Tim, its wonderful that you ask your lenses what they can do. That's much much better than asking strangers who don't have your lenses what your lenses can do.
But comparisons between two lenses shot wide open have little bearing on how well they do, relative to each other, at the apertures most of us use most of the time. It isn't safe to reason from performance wide open to performance at smaller apertures. You're absolutely right that most of the lenses we use are sharper, especially in the corners of the image, stopped a few (many that is it depends on the lens) stops from wide open. How much better is what matters, though, and the only way to find out is to ask the lens.
I asked you which Schneider lens you have. Well? The lens' name should be engraved on the trim ring or around the front of the barrel. Thanks for posting a picture of your Schneider lens. It isn't very informative. A few words are worth more than a picture.

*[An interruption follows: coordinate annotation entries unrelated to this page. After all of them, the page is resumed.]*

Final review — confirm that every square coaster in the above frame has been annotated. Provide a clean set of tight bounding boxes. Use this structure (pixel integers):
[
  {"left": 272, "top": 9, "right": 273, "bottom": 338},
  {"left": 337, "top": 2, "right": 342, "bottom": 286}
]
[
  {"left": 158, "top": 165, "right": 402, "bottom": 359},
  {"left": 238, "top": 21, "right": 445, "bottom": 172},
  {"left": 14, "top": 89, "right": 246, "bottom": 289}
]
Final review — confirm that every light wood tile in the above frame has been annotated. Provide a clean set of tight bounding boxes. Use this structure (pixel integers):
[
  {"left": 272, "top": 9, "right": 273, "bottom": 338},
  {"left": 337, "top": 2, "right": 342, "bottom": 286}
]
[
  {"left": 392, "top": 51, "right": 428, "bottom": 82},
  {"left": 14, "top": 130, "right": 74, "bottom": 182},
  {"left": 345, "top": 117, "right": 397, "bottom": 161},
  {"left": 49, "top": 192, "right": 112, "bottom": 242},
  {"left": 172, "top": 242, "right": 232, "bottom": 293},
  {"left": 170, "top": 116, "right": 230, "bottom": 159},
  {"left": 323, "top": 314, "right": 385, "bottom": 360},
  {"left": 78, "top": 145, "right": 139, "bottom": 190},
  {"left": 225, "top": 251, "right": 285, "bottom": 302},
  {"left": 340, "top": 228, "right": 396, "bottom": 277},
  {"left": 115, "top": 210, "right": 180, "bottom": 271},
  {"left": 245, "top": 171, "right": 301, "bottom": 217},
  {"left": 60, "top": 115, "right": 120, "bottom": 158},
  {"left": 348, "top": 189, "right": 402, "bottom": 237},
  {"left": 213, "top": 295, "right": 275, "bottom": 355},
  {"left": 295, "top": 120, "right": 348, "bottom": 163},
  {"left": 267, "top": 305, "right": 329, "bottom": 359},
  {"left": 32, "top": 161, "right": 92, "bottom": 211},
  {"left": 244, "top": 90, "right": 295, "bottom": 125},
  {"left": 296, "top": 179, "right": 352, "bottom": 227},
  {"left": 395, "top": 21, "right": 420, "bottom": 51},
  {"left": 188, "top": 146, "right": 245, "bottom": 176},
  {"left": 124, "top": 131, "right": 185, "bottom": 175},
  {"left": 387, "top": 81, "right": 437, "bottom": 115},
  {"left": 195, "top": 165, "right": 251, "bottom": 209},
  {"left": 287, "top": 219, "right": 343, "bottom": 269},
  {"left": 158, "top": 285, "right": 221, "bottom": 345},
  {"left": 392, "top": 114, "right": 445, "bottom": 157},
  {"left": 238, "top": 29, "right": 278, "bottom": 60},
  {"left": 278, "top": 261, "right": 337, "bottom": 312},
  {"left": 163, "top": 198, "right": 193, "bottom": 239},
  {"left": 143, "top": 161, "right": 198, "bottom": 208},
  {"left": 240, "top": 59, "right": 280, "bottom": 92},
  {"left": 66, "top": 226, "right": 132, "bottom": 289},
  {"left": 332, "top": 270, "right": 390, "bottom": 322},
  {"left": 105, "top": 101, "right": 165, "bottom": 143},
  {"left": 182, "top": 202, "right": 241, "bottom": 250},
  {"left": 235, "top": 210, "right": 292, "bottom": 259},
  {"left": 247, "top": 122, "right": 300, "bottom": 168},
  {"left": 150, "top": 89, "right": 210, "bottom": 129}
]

About translating a lens' serial number to approximate date of manufacture. From roughly 1940-on (that's before they used the trade name Commercial Ektar) Kodak used serial numbers of the form XX nnnn, where XX is a pair of letters that translates to year of manufacture and nnnn is a string of integers that is the lens' sequence number within its type. The letter code is CAMEROSITY were C = 1, A = 2, ..., Y = 0. My little 101/4.5 Ektar, s/n EI 205, is the 205th 101/4.5 Ektar made in 19
47. Schneider has published a list of serial numbers by year of manufacture, see
http://www.schneiderkreuznach.com/service/serie.htm , look at it.
It is rarely safe to act on conclusions drawn from small samples.
Bernice, in my experience it is hard to control everything well enough to draw solid conclusions about how well a lens renders color. FWIW, most of the transmission by wavelength charts I've seen for lenses intended for general use are pretty flat across the visible. This isn't true for some lenses intended for aerial photography; some of these beasties are very poorly achromatized. That said, Commercial Ektars are very fine lenses; their biggest weakness relative to plasmat types is smaller coverage.